Tery: For the reasons James Nathan stated, I enjoy Habitats. Initially, I had low expectations because the artwork and adorable things (an enhanced copy with little ceramic animals) seemed too light, but I was mistaken. The game is brief yet filled with content. Optimizing your path and figuring out your alternatives dependent on other players is a fun puzzle. It is easy to teach, works well with any number of players, and plays quickly with more players. I have the 2nd edition, but we recently tested Mark’s 3rd edition rule and liked it.

  • Dale: I love the path-solving puzzle.  Yes, I call the tiles “pooped out”

Dan Blum: Habitats is fun, but I like it with fewer players since path optimization is more fascinating. Destroying your path reduces your optimization options. I played Morisi, Netzwerk, and Isi but didn’t like them. For years, I owned High Hand, Switch’s proprietary version, but never played it.

Conclusion

The habitats are great! Has something for everyone. It’s a simple tile-laying game, but its premise and mechanics make it compelling. It’s more complicated than Kingdomino, but it’s a terrific follow-up to its basic tile-laying mechanic (unlike Queendomino, which I think makes the game more complicated without improving playability, but that’s another review).

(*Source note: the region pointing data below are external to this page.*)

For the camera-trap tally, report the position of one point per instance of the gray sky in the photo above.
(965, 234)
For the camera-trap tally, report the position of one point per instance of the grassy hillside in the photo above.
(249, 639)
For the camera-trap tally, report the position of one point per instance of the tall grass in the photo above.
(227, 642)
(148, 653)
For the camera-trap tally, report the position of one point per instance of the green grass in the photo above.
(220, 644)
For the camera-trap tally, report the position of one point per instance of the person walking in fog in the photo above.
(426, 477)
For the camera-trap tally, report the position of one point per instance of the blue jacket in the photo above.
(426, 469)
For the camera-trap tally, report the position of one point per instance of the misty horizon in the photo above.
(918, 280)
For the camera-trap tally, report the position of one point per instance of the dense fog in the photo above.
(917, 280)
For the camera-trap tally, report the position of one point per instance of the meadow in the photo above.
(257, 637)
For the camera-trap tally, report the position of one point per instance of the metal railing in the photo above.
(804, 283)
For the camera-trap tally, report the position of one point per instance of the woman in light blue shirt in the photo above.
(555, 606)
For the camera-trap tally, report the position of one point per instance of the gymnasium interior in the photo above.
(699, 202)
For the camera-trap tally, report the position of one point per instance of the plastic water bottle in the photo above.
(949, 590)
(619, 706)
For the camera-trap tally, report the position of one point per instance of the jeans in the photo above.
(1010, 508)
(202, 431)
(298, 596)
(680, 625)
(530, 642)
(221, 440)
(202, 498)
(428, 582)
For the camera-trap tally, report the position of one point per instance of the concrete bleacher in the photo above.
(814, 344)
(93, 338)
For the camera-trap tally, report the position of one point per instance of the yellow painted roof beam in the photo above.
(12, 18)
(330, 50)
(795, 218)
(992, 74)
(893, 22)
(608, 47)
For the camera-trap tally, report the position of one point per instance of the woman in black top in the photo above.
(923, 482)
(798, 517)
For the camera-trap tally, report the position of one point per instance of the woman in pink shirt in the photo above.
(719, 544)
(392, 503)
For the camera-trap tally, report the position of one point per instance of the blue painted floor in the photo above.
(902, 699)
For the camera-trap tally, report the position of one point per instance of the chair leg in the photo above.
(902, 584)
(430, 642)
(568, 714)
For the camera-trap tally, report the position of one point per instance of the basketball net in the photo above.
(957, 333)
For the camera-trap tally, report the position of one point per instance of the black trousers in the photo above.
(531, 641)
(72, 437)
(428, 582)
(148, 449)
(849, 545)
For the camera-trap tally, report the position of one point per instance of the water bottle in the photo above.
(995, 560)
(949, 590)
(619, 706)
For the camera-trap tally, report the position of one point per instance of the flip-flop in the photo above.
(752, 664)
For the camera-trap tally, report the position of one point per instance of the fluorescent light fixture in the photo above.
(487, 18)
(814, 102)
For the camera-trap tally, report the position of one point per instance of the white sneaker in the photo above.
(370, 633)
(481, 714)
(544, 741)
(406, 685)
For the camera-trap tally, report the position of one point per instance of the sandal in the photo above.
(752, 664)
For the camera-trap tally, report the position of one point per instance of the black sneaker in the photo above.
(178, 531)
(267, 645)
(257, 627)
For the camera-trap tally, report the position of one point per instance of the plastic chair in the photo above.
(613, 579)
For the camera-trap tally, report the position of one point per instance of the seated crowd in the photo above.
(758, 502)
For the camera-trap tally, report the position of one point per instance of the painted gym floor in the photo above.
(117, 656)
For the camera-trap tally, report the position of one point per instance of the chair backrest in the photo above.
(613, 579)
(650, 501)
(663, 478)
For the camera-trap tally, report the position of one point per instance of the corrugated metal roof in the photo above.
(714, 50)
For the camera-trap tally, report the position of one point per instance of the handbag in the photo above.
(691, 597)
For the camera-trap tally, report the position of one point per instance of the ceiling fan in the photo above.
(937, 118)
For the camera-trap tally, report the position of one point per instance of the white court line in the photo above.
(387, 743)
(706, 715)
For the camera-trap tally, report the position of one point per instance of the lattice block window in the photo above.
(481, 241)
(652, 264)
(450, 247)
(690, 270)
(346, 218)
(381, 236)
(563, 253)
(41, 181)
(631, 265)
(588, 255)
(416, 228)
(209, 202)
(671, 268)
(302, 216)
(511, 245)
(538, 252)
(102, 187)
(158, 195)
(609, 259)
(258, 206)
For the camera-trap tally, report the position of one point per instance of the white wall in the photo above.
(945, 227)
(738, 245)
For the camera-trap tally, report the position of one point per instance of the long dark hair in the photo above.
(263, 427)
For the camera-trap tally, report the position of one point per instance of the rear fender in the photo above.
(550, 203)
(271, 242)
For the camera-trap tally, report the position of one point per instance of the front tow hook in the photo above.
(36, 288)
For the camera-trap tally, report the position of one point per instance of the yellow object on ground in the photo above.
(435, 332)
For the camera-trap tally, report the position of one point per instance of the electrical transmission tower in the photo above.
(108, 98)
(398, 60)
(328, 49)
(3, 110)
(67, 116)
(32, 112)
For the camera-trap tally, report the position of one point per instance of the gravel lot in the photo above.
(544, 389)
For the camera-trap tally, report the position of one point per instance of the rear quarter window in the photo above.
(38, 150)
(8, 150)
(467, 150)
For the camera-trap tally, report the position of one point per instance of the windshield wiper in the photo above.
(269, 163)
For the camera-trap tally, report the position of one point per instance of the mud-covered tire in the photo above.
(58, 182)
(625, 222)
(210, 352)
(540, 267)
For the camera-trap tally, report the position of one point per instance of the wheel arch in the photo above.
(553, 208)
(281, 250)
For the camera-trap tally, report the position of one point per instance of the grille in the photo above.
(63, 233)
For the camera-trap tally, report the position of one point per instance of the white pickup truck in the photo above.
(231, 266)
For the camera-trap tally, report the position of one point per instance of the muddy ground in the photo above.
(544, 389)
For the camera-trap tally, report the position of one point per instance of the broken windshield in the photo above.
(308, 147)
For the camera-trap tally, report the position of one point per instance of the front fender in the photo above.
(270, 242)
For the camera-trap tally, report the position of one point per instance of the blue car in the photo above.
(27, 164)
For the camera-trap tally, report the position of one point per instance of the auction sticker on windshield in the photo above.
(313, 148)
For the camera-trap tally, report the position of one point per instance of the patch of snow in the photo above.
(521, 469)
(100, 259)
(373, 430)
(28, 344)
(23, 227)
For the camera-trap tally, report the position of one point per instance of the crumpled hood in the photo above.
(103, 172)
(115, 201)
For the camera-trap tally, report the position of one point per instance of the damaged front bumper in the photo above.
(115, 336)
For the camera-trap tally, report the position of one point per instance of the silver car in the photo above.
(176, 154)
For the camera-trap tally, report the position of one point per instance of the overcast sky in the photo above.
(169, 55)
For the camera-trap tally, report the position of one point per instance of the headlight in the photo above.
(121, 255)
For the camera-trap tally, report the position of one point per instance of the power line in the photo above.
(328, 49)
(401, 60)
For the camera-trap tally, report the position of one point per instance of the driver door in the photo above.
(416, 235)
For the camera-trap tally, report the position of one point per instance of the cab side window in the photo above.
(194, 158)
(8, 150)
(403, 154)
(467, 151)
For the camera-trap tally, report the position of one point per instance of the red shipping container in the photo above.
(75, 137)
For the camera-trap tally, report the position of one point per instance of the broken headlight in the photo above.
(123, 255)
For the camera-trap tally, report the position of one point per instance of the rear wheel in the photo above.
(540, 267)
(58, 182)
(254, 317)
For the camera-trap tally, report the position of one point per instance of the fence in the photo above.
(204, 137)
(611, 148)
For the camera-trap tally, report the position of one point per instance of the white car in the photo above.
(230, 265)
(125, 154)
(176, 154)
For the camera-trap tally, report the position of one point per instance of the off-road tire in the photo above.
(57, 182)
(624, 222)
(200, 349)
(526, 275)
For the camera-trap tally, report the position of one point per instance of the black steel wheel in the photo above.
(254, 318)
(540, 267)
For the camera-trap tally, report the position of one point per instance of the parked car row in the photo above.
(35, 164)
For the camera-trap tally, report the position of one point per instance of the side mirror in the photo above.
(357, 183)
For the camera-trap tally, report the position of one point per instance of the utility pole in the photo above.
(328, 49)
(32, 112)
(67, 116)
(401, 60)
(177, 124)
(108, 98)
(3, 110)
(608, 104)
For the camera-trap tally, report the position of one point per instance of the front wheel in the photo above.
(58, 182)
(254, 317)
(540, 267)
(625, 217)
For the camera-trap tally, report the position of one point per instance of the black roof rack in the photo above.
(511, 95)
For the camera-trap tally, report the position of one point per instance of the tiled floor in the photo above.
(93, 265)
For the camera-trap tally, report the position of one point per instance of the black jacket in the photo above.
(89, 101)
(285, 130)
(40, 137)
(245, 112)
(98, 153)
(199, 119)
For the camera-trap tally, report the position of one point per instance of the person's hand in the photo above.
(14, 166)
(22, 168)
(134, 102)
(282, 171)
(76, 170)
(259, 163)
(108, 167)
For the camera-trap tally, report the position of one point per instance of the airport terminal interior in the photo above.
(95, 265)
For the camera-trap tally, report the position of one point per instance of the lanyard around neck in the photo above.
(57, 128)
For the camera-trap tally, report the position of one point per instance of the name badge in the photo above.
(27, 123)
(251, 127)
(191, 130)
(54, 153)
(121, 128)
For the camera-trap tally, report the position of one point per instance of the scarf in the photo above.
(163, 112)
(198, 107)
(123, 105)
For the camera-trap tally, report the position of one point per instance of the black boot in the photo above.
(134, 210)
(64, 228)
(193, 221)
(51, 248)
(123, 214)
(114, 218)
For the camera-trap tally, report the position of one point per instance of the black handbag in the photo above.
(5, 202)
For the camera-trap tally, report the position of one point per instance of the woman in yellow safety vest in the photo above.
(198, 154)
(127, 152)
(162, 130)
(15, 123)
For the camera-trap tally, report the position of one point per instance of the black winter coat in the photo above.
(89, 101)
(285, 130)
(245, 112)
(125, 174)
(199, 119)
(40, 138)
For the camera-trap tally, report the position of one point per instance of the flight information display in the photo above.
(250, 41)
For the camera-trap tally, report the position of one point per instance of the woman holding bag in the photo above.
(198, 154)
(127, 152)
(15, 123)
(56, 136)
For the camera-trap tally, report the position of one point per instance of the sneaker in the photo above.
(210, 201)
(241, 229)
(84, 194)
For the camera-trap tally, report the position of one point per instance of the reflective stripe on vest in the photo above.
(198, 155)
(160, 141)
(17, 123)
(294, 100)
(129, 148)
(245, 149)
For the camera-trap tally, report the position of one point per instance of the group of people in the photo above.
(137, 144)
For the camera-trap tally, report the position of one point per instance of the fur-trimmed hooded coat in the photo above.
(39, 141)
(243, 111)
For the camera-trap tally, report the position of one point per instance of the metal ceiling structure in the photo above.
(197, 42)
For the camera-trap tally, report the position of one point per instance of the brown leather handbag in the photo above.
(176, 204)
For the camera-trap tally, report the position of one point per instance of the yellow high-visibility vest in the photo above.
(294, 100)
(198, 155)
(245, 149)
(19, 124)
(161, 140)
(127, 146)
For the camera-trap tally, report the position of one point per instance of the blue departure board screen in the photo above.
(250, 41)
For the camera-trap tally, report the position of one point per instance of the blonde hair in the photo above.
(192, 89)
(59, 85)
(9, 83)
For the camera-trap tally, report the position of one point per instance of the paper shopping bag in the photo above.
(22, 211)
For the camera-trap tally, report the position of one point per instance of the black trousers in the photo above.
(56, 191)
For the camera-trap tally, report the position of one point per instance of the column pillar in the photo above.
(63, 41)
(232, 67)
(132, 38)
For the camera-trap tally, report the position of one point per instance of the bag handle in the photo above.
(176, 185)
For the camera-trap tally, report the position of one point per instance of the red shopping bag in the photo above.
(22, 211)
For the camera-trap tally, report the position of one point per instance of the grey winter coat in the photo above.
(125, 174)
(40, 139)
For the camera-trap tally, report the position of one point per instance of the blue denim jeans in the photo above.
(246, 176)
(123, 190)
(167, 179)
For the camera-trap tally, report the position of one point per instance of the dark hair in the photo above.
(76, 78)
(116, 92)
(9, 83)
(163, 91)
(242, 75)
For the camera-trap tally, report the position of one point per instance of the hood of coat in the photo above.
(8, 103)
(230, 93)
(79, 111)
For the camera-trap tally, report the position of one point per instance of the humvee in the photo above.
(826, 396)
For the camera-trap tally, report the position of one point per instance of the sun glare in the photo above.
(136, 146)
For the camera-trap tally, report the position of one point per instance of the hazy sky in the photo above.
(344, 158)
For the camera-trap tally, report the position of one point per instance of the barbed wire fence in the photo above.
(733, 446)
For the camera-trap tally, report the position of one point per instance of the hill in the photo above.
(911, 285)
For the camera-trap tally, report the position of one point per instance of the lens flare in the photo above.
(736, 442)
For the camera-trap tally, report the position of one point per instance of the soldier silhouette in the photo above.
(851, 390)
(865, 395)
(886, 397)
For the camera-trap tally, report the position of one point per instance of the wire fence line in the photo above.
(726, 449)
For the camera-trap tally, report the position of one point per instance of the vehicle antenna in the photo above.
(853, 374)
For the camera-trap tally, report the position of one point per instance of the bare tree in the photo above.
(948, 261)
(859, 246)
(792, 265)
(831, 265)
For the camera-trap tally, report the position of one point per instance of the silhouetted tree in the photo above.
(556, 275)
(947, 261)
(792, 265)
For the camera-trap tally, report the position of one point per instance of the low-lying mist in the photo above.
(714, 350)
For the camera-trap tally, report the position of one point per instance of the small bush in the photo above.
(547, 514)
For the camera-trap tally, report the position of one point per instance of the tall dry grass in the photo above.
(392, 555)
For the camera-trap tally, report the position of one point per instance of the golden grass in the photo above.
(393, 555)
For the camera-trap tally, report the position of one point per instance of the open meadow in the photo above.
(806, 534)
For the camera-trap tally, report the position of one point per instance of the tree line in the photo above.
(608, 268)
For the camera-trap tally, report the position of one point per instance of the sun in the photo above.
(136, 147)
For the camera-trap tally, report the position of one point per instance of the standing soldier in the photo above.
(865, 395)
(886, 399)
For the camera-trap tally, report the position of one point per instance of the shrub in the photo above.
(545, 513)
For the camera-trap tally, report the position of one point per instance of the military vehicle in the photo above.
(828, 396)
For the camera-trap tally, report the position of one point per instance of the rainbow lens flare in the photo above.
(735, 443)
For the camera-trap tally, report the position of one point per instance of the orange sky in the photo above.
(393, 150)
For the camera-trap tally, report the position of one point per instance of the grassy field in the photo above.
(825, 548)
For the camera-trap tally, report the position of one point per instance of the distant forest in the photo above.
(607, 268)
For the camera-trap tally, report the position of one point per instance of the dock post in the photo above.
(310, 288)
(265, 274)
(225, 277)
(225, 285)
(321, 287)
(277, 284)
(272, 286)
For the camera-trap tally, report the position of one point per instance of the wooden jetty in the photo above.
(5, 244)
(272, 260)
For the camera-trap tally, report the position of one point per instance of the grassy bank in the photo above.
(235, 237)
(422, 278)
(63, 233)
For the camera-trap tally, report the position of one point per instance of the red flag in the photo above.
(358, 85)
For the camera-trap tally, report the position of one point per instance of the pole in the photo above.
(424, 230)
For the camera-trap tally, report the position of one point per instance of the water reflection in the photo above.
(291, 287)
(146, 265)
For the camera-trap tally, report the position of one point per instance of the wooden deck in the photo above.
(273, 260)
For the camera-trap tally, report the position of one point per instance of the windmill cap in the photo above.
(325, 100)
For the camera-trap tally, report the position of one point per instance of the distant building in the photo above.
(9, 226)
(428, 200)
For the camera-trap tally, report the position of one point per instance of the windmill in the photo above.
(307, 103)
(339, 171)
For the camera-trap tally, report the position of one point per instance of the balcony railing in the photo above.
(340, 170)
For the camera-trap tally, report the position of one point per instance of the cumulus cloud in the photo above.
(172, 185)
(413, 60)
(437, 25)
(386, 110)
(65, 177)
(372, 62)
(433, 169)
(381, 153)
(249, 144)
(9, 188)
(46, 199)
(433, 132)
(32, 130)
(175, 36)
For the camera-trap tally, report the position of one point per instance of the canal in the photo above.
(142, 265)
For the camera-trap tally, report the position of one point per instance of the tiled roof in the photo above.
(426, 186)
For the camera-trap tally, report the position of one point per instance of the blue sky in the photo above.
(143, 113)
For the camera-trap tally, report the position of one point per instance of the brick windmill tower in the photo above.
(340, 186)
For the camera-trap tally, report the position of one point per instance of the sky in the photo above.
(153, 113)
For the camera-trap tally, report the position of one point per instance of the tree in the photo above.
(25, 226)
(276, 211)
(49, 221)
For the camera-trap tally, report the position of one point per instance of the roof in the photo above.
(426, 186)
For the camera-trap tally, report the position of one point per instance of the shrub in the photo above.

I just have one problem about Cwali: their games are hard to get off Kickstarter in the US. I adore almost every Cwali I’ve played (which is just this and Factory Funner), so I’m always disappointed when I say, “Either go back in time a year and back it on Kickstarter or hope for a new edition”. If you’re looking for a fun animal game with cool tile-laying mechanics and a wider animal selection than Bärenpark, Habitats is a great choice. I hope they can partner with a stateside publisher to expand their distribution.